環境衛生検査は、
調理室や作業場などの環境について、衛生状態を確認するための検査です。
食品や人に直接問題が現れていなくても、
環境の状態が変化していることは少なくありません。
この検査は、
そうした変化を客観的に把握するために行われています。
この検査で分かるのは、
対象となる場所や器具の表面に、どの程度の細菌が存在しているかという点です。
この結果からは、
清掃や消毒がどのような状態で行われているかを、数値として把握することができます。
検査結果は、
日常管理に状況を見直すための材料として示されます。
環境衛生検査は、
食品を扱う作業場や設備のある環境で実施されています。
給食施設、食品製造工場、飲食店など、
日常的に清掃・消毒を行なっている現場で、
定期的な確認や、状況把握のために行われています。
・ 検体 : 作業台、器具、手指、床、排水口など
・ 主な検査内容 : 一般生菌数、大腸菌群、ATP
・ 結果報告 : 所定の様式にてご報告します
検査対象や項目は、
施設の用途や管理状況に応じて異なります。
厨房内の調理台、シンク、ドアノブなど設備や包丁、まな板などの器具などの対象箇所を拭き取り、一般生菌数や大腸菌群などの微生物を計測します。施設の清掃や調理機器・器具の洗浄、製造工程の見直しなどの検証に適した検査です。
調理従事者の手指を拭き取り、大腸菌群や黄色ブドウ球菌などの微生物を計測します。検査結果が良好でなかった場合には、製造工程の見直しや手洗い方法の改善が必要な場合があります。
厨房内の調理台、シンク、ドアノブなど設備や包丁、まな板などの器具などの対象箇所を拭き取り、ATPと呼ばれるエネルギ分子を計測します。ATPは拭き取ったその場で数値がでるので、より迅速に改善措置や再洗浄などの対策を講じることができます。
アレルゲン拭き取り検査は、アレルゲンの混入対策を支援するための検査です。アレルゲンポイントと思われる箇所を拭き取り、アレルギー物質の有無を計測します。製造工程フローの確認と施設の平面図を作成し、アレルゲンポイントの検証、改善していくのがアレルゲンの混入対策には重要です。

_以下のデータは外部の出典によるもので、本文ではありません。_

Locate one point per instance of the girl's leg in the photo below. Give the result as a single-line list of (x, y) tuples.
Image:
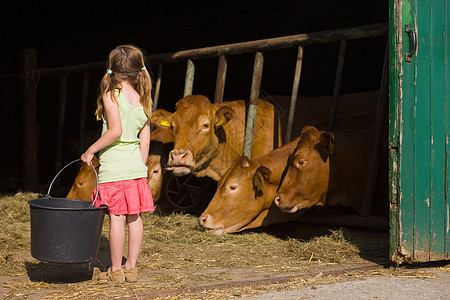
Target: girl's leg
[(135, 233), (116, 240)]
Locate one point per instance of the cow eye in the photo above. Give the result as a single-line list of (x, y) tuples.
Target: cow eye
[(301, 163), (232, 187)]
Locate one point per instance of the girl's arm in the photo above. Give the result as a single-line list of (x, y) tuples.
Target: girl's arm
[(113, 132), (144, 137)]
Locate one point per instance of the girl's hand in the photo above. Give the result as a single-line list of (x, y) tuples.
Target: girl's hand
[(86, 157)]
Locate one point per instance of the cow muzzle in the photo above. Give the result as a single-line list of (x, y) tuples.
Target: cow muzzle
[(205, 221), (180, 162), (286, 207)]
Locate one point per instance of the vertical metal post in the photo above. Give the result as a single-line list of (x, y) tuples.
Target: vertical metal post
[(157, 87), (29, 108), (189, 81), (253, 105), (84, 97), (372, 172), (61, 118), (220, 81), (337, 85), (294, 95)]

空気中に浮遊している微生物を計測します。検査結果に基づき、室内壁のカビ予防対策や空調設備、清掃方法の改善対策に役立てることができます。
手の形をしたの培地の表面に手を押し当て、培地に発育した微生物を計測します。視覚的にわかりやすいので調理従事者の衛生管理の向上や手洗いの検証としてお役立てください。